ATYR aTyr Pharma Inc

aTyr Pharma, Inc. (Nasdaq: ATYR) (“aTyr” or the “Company”), a clinical stage biotechnology company engaged in the discovery and development of first-in-class medicines from its proprietary tRNA synthetase platform, today announced second quarter 2024 results and provided a corporate update.
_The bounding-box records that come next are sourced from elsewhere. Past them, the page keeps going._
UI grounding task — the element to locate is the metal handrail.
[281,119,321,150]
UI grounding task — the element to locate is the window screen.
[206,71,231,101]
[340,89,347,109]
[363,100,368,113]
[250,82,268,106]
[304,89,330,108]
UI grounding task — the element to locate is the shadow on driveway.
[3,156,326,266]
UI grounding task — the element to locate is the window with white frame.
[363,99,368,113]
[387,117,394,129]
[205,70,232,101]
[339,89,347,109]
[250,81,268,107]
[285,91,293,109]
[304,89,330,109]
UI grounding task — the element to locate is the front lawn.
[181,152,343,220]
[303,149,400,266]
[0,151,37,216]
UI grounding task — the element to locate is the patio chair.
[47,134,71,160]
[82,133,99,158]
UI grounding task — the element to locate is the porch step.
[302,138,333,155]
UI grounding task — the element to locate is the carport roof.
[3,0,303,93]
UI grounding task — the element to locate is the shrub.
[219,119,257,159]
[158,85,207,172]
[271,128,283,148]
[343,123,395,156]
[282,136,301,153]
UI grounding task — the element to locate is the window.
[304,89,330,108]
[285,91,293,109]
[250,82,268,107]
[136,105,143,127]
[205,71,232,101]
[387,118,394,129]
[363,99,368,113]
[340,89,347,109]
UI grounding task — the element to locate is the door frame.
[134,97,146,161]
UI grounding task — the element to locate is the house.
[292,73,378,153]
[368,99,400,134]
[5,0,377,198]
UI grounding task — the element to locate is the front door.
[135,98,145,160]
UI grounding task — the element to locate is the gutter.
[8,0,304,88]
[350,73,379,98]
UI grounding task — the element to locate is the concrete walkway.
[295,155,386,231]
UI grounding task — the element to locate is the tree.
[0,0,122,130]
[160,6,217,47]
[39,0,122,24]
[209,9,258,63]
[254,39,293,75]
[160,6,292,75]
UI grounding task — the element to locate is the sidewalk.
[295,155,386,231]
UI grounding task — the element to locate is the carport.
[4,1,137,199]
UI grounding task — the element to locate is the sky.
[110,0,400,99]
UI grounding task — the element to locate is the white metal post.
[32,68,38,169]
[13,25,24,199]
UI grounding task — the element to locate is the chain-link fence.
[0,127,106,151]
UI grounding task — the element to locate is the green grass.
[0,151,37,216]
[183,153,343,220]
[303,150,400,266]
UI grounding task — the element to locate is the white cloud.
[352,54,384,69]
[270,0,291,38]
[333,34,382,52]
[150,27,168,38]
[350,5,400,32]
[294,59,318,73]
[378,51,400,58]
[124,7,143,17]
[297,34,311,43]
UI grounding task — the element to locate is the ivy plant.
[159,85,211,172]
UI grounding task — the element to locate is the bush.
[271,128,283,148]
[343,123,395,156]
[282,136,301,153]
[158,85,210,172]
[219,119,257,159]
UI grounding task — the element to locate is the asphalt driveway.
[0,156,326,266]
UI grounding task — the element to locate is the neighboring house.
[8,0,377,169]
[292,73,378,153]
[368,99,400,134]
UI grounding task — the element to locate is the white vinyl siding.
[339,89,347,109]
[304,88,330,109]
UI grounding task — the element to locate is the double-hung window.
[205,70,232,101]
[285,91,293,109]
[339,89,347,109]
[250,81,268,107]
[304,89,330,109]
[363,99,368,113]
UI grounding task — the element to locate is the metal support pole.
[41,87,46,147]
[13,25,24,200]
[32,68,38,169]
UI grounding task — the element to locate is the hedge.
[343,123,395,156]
“The second quarter of 2024 was a milestone quarter for aTyr, as we completed enrollment in our global pivotal Phase 3 EFZO-FIT™ study of efzofitimod in patients with pulmonary sarcoidosis, a major form of interstitial lung disease (ILD),” said Sanjay S. Shukla, M.D., M.S., President and Chief Executive Officer of aTyr. “This landmark study is the largest interventional study ever to be conducted in sarcoidosis and presents an opportunity to deliver a potentially transformative therapy to sarcoidosis patients who have been waiting more than 60 years for a new drug to be approved for this disease. We look forward to releasing topline data from this study in the third quarter of 2025.”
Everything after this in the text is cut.